Seed grinder

1. Cut a quarter seed from the cotyledon region opposite the embryo axis, and place each sample into a labeled coin envelope.
2. Mash seed either by hand or with a seed grinder (see photo) and load into a square well 96-well plate (2ml volume wells).
3. Add 1.2ml extraction buffer (0.1M Tris-HCl buffer, pH 8.2, 20mM CaCl₂). Shake for several hours to overnight at RT. Do not vortex.
4. Spin at 3,600rpm for 30'. Transfer supernatant to a new deep-well plate for trypsin activity determination.
5. Mix 40ul seed extract with 600ul buffer (0.1M Tris-HCl buffer, pH 8.2, 20mM CaCl₂, 50ul 4.166 x 10^-4M trypsin solution) and incubate at room temperature for 6'. For negative control, replace seed extract with 40ul Tris-HCl.

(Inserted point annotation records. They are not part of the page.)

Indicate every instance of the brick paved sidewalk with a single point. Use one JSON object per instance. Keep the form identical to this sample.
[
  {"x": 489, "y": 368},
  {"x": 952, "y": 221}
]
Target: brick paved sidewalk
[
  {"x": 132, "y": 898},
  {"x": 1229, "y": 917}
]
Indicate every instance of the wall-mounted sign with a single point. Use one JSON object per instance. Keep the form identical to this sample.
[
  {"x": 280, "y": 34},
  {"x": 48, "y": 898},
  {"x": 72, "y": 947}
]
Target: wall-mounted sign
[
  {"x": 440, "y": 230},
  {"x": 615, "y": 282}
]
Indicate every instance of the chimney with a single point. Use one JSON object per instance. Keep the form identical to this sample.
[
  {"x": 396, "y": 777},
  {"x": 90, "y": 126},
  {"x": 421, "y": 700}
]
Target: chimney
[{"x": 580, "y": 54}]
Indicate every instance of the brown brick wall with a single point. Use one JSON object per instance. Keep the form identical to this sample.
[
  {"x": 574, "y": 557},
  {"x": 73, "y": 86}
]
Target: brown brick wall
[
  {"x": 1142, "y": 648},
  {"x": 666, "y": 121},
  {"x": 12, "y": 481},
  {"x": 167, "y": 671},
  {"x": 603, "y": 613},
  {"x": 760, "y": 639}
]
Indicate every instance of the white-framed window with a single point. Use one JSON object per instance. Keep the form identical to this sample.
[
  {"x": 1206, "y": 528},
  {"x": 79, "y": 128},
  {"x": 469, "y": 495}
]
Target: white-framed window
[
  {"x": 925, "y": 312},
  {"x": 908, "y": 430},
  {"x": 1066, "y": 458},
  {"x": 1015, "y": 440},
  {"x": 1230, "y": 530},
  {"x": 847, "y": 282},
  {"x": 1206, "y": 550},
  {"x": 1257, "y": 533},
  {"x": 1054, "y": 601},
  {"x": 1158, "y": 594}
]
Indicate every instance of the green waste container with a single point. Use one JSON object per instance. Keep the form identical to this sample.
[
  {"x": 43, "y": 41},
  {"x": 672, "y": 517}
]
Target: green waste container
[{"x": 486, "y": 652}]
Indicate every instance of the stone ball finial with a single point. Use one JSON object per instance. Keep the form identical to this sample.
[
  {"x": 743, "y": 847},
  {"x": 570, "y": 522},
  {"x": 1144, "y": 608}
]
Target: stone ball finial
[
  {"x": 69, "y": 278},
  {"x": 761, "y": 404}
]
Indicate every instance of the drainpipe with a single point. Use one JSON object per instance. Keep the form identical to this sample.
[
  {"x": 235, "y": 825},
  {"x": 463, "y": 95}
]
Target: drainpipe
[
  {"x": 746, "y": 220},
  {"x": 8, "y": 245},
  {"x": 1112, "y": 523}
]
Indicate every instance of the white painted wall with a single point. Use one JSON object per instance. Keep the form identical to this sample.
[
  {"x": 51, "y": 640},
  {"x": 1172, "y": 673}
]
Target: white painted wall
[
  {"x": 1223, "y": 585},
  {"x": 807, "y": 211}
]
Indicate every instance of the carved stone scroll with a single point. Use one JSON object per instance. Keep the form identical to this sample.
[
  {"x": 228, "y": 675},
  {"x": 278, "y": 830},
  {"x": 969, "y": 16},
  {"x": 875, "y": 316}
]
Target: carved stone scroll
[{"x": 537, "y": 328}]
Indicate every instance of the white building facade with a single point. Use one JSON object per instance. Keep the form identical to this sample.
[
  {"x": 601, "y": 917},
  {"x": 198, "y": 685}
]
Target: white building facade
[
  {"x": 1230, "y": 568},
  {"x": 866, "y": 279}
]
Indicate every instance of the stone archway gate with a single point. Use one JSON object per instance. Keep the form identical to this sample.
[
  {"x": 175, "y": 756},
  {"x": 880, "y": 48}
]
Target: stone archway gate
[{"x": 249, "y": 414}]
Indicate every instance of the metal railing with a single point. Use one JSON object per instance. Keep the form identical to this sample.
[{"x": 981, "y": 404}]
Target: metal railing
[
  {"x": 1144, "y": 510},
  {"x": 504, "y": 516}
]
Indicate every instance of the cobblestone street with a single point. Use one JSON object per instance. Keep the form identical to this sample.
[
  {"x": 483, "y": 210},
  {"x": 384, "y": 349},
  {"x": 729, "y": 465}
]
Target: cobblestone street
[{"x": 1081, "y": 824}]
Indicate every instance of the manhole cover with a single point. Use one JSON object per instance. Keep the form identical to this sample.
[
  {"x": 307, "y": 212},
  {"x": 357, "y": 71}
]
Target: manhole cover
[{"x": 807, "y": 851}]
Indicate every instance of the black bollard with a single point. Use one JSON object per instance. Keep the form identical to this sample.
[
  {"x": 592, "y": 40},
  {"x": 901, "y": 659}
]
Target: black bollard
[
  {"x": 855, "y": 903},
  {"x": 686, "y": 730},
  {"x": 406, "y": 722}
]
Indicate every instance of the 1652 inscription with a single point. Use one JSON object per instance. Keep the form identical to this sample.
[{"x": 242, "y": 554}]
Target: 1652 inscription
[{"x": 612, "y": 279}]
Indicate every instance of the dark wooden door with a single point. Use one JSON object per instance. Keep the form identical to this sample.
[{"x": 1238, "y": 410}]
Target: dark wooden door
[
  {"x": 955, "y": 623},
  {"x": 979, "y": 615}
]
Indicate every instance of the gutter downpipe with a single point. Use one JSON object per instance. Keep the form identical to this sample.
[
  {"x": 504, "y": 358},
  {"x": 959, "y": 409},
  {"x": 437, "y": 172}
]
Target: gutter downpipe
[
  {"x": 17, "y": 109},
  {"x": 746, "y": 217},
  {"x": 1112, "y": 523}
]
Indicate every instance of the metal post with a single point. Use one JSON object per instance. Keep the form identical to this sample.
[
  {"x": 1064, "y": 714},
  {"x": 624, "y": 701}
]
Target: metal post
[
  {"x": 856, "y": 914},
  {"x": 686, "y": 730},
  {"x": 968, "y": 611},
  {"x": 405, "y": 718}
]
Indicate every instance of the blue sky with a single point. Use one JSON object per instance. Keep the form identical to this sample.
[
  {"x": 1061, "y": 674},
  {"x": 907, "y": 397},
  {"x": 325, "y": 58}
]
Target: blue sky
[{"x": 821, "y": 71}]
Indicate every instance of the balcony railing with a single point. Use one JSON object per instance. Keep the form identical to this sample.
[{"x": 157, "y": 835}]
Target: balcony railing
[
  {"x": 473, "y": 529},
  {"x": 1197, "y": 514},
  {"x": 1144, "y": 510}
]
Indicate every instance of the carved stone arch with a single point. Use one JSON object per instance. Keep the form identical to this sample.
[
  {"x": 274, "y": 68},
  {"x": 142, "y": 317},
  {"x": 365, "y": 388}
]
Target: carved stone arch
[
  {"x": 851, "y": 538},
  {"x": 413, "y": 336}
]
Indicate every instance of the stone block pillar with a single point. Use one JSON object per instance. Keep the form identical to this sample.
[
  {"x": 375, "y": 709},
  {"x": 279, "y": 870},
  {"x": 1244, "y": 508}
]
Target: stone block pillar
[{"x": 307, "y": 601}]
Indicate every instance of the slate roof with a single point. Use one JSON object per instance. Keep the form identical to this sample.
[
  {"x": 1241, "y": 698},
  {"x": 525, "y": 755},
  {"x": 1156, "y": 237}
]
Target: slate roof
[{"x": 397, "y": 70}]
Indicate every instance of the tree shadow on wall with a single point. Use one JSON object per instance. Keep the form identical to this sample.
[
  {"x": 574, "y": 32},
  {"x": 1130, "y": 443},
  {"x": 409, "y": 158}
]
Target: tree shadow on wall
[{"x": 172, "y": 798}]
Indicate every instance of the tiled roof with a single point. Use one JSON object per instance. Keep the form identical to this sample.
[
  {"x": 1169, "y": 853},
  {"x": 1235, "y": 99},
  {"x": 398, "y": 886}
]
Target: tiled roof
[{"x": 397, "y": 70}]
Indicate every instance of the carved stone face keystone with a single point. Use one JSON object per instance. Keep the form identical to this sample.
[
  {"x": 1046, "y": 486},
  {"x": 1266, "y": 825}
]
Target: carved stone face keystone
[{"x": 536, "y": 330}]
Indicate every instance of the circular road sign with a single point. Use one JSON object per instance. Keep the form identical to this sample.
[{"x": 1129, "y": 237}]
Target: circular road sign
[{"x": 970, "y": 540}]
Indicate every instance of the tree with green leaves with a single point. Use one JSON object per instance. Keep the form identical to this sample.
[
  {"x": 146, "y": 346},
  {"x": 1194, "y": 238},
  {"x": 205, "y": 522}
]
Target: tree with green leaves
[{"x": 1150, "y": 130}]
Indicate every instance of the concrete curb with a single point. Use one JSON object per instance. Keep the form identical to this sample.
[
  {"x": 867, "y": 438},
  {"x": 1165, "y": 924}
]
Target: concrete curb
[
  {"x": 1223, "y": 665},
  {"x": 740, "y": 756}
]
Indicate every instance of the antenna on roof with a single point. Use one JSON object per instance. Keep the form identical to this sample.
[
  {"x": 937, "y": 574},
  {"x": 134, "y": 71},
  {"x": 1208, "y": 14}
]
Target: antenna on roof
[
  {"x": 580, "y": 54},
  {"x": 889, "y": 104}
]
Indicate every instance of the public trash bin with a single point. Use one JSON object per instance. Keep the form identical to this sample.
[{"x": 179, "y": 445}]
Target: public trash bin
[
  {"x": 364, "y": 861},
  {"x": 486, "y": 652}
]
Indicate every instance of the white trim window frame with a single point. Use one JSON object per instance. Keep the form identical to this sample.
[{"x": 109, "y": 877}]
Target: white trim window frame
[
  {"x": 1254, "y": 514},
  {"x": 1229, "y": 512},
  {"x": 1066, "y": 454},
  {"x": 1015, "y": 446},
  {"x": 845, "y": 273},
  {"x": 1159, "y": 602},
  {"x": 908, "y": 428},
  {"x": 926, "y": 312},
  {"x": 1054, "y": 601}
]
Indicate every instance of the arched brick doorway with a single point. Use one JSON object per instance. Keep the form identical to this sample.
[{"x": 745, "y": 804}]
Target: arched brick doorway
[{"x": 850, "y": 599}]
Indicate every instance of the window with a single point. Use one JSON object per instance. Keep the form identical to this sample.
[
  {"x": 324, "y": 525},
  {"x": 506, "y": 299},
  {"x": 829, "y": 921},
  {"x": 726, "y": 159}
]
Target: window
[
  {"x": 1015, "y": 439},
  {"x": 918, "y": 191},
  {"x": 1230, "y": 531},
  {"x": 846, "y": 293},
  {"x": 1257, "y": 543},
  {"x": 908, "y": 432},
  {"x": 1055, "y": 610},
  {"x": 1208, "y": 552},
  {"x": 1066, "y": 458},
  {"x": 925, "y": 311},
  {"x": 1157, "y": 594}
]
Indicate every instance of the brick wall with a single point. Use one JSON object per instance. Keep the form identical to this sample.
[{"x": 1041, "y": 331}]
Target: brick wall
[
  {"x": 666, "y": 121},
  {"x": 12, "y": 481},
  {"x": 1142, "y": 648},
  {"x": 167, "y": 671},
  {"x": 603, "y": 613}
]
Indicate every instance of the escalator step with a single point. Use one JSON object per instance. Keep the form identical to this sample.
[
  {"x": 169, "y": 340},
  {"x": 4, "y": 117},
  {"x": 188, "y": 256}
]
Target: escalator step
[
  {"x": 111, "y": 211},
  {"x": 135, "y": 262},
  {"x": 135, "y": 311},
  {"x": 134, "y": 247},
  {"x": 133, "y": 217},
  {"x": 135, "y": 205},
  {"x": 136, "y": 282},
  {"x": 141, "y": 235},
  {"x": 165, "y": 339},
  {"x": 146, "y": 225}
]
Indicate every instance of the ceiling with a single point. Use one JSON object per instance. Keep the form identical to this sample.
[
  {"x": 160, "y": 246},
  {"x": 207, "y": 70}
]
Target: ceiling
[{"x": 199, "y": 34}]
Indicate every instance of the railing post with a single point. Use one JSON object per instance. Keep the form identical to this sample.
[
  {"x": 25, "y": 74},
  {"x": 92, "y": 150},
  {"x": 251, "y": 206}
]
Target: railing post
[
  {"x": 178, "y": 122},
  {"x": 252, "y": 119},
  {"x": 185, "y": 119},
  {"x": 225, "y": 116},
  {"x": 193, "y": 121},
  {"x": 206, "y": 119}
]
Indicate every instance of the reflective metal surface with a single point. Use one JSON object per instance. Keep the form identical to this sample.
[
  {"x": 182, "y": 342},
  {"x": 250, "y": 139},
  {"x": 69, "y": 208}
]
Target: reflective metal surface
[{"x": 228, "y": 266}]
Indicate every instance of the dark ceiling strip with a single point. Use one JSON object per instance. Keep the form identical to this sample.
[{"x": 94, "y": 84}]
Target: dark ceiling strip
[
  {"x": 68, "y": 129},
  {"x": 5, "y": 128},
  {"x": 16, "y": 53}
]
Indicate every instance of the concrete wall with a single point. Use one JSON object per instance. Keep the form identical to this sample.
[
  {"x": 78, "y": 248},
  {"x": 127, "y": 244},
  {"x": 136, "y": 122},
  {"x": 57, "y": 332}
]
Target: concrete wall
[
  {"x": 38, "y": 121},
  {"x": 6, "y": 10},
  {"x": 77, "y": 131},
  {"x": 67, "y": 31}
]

6. Trypsin activity is determined by mixing 400ul Tris-HCl buffer, 500ul 1.2 x 10^-3M D,L-BapNA, and 400ul incubation solution. Incubate 3' at RT.
7. Stop reaction by adding 200ul 80% acetic acid. Absorbance is determined at 410nm.

Reference
De Carvalho, W.L., M.G. de Almedia Oliveiar, E.G. de Barros, and M.A. Moreira. 1998. "Determination of genotypic classes for trypsin inhibitor in soybean seeds." Biotechnology Techniques. Vol 12. No 12, 859-863.